This is a follow-up question to an answer I read here. $M$ is some hermitian matrix and $V$ an vector.
Since the matrix is hermitian, you could use it as a hamiltonian to propagate it in imaginary time. That is, solve the following system of differential equations:
$$ i\frac{d \vec{V}}{dt}=M\vec{V}$$
The general solution to this is:
$$ V(t)=V_0e^{iMt}$$
Then you take your $\vec{V(t)} \cdot \vec{V(0)}$, fourier transform it, and the height and placement of the peaks will tell you the components along various eigenvectors and their associated eigenvalues. This is sometimes called "the spectral method" in ultrafast atomic physics.
I want to understand this method.
My thoughts on an intuitive level so far: If I take the second equation as given, $V(t)$ is a vector-valued process for $t$. The scalar product $\left<V_{0}e^{iMt},V_{0}\right>$ encodes the matrix $e^{iMt}$ in a scalar-valued object.

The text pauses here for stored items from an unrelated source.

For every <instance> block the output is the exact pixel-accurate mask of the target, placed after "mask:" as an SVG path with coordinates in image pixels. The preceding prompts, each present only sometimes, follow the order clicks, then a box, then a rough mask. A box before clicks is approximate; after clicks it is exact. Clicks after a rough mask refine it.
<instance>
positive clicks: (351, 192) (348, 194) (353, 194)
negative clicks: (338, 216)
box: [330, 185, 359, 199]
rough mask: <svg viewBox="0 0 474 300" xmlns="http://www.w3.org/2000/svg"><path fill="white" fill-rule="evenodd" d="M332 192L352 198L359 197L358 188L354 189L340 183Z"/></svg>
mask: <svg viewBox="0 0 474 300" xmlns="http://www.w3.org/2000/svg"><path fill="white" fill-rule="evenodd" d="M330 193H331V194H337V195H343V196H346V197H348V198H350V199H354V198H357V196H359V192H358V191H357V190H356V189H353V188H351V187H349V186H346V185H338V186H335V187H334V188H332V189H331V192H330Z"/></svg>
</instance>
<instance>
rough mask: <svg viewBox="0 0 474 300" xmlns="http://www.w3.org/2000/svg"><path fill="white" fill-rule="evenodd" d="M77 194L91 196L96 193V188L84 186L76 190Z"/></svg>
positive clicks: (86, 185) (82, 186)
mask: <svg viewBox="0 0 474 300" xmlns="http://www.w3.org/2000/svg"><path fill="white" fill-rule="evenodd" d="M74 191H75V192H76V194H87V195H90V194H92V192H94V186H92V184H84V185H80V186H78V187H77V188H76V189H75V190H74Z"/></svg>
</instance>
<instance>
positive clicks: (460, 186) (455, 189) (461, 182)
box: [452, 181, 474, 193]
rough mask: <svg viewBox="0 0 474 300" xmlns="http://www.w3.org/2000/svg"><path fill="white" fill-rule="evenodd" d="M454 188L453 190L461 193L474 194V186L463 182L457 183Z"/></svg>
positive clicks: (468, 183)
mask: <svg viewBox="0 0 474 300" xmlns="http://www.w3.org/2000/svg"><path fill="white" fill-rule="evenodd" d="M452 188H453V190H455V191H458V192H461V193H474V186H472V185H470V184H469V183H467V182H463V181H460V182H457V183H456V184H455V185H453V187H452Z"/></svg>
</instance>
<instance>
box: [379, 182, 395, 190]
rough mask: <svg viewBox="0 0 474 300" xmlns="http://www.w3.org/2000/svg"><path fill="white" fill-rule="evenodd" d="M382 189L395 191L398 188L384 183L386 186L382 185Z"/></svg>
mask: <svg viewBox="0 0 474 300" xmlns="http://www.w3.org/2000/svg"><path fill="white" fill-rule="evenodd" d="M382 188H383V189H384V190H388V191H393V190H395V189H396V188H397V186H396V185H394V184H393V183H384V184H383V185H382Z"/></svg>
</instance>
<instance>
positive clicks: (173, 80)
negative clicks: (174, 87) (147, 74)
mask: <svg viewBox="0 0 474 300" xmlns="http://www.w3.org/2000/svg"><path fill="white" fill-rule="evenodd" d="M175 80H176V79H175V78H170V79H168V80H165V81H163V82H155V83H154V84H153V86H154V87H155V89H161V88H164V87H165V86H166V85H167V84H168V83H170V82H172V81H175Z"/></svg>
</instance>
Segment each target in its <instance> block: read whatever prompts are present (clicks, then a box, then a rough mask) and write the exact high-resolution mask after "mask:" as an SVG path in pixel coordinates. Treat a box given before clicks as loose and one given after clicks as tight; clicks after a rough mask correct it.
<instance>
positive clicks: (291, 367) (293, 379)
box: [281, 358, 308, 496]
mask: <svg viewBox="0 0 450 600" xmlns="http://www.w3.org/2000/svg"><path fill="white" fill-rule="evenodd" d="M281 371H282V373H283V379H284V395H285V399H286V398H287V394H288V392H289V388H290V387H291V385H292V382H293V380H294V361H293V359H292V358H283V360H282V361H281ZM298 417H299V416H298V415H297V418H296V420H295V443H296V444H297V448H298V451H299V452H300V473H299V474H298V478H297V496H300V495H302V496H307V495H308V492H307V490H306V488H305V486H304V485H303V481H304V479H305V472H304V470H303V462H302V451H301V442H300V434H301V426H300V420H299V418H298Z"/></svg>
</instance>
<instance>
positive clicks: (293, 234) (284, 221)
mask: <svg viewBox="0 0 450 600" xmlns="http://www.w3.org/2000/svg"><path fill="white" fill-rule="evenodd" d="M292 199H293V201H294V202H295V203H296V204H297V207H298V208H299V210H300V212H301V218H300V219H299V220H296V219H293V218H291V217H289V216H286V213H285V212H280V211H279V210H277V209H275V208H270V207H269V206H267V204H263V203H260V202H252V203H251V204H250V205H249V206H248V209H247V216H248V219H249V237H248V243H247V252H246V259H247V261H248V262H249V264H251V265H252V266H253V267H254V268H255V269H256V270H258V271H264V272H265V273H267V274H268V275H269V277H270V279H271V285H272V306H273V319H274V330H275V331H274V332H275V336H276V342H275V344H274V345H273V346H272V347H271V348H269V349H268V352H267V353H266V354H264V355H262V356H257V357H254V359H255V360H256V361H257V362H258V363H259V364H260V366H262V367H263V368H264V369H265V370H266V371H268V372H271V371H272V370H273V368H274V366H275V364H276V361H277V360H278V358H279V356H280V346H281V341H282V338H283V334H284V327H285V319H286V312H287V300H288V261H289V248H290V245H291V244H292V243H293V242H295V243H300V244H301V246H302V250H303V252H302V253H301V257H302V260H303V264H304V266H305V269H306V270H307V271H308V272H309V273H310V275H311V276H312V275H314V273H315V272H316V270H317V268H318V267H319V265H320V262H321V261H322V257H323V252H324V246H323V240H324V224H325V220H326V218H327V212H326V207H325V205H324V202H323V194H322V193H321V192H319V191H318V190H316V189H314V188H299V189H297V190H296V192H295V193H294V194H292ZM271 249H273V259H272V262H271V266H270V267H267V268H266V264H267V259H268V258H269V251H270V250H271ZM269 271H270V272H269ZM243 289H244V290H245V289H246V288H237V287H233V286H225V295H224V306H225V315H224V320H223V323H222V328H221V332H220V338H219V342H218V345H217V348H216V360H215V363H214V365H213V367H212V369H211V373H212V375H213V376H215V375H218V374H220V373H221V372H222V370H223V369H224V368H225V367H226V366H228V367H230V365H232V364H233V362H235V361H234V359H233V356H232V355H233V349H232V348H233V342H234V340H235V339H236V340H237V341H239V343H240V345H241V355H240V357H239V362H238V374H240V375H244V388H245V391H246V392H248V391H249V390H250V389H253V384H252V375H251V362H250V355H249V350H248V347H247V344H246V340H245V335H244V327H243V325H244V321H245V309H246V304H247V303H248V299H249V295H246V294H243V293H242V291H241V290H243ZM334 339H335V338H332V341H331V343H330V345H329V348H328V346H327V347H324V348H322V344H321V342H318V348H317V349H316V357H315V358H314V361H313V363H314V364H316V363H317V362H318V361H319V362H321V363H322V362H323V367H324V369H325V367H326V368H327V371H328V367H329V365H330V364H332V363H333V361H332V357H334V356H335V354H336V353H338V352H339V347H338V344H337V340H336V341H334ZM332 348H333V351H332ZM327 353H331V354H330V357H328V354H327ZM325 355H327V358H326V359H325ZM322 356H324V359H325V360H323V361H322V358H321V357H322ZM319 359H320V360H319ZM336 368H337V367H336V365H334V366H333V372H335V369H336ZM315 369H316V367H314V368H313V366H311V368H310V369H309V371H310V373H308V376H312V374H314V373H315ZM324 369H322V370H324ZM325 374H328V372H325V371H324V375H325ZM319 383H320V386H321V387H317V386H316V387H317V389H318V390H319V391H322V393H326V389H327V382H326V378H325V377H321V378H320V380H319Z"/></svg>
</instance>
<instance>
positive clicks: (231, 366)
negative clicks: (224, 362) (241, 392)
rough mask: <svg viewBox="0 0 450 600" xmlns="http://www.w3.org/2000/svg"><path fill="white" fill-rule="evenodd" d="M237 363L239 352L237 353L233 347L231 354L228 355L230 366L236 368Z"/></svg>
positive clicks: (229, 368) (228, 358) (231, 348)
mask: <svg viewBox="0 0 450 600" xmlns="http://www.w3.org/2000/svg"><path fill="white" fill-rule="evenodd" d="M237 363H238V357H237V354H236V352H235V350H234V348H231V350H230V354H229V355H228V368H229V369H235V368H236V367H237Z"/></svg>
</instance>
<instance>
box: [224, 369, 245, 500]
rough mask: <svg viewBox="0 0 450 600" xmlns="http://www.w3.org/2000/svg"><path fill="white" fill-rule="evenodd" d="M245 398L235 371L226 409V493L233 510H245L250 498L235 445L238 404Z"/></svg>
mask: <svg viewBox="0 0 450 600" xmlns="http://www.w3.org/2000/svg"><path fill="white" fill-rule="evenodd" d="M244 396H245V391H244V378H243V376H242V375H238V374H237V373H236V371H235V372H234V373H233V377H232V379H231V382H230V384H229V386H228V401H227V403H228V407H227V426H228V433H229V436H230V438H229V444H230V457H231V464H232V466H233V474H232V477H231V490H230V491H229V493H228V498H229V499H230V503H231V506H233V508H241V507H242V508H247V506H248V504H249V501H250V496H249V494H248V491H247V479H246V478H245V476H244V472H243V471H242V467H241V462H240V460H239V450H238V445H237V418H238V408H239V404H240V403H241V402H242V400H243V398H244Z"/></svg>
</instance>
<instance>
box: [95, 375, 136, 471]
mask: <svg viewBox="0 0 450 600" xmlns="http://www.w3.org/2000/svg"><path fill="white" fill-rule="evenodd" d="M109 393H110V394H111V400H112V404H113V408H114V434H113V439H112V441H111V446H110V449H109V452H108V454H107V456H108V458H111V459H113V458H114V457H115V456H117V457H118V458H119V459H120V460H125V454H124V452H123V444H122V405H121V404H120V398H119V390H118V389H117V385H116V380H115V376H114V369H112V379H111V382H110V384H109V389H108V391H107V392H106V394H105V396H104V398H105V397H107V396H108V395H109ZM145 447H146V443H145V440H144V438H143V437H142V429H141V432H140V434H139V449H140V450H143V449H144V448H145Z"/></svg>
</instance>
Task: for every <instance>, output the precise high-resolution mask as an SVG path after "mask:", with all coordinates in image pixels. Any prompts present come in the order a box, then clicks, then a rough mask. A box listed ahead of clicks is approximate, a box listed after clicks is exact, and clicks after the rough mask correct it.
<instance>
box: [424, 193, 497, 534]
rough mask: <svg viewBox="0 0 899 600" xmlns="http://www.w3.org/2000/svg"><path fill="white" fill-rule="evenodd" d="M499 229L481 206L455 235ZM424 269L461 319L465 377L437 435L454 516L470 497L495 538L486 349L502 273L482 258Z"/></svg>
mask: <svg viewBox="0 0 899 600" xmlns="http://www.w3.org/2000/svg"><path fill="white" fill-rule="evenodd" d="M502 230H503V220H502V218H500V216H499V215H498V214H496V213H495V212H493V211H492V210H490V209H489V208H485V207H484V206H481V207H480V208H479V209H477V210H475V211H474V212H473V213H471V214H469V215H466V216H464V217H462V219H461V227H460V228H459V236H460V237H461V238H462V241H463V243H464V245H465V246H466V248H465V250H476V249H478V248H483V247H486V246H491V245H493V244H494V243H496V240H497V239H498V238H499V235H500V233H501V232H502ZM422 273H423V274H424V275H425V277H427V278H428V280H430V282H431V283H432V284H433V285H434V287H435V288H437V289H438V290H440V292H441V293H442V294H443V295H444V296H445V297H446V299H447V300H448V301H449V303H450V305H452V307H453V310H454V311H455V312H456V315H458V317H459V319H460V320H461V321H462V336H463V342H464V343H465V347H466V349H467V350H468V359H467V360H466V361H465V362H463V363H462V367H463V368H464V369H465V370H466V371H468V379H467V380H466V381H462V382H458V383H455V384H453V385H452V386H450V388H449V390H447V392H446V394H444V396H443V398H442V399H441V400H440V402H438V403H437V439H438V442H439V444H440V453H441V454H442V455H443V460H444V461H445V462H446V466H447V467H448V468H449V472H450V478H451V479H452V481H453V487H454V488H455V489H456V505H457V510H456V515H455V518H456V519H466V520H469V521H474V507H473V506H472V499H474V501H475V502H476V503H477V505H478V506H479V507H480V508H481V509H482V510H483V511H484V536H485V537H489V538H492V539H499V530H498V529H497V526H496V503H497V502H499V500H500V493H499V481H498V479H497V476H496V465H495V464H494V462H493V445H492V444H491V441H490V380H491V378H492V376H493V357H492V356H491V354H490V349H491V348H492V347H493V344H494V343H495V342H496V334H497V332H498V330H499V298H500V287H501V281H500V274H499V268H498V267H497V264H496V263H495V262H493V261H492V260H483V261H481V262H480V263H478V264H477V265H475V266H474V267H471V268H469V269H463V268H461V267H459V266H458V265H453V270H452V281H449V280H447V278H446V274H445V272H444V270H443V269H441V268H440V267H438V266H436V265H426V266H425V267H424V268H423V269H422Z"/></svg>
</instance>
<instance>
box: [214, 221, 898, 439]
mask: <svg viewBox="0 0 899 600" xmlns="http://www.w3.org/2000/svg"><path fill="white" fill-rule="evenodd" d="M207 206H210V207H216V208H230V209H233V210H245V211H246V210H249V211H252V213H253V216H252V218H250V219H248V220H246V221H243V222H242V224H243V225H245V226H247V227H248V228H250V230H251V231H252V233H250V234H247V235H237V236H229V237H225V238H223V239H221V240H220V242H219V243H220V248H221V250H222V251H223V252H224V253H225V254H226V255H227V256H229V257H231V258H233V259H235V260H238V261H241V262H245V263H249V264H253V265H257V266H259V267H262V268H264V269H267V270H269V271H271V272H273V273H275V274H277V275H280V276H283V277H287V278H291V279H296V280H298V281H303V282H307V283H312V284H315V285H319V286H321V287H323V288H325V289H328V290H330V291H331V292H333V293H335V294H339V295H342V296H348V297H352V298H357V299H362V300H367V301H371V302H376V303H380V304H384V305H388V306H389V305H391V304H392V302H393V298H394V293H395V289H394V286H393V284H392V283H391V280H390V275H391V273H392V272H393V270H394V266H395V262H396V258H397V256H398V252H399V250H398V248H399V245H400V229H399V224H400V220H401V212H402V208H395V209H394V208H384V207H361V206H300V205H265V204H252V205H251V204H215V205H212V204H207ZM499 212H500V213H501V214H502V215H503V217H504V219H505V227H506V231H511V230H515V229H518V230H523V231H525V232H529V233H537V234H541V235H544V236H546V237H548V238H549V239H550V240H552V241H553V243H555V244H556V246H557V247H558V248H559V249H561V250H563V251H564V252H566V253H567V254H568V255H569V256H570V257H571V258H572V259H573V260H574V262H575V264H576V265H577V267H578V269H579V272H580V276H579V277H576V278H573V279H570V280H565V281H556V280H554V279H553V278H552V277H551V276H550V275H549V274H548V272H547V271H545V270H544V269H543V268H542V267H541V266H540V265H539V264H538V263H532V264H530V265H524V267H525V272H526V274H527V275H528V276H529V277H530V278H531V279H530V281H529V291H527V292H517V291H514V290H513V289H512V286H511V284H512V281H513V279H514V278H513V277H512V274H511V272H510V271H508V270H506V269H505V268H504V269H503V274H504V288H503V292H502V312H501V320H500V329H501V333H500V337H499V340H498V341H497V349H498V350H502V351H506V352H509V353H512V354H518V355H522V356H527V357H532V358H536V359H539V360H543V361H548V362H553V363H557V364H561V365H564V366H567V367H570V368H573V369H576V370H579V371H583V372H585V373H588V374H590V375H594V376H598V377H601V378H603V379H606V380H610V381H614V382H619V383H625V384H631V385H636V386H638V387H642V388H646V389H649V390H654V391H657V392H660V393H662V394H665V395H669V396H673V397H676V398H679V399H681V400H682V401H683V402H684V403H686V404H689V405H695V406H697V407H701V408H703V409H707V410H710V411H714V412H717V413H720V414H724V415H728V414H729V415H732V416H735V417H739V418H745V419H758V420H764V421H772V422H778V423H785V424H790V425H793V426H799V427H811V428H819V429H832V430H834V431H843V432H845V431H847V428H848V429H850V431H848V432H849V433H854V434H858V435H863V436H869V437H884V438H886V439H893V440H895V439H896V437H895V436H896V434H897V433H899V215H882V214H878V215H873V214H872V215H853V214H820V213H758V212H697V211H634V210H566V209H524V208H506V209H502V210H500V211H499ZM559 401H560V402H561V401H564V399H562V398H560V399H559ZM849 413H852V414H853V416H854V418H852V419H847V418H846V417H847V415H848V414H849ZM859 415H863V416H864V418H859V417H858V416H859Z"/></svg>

The fourier transform for a scalar $e^{imt}$ is the delta distribution $\delta_{m}$, up to possibly rescaling by $2\pi$. That is, the fourier transform decodes information of test functions $m\mapsto e^{imt}$. So the foruier transform of $\left<V_{0}e^{iMt},V_{0}\right>$ might somehow decode information about the hermitian matrix $M$.
Is this intuition right so far? If so, any help on how to make this rigorous and how to understand what is going on? A small explicit example would be very helpful.
Any source such as a textbook, lecture notes etc. is most welcome.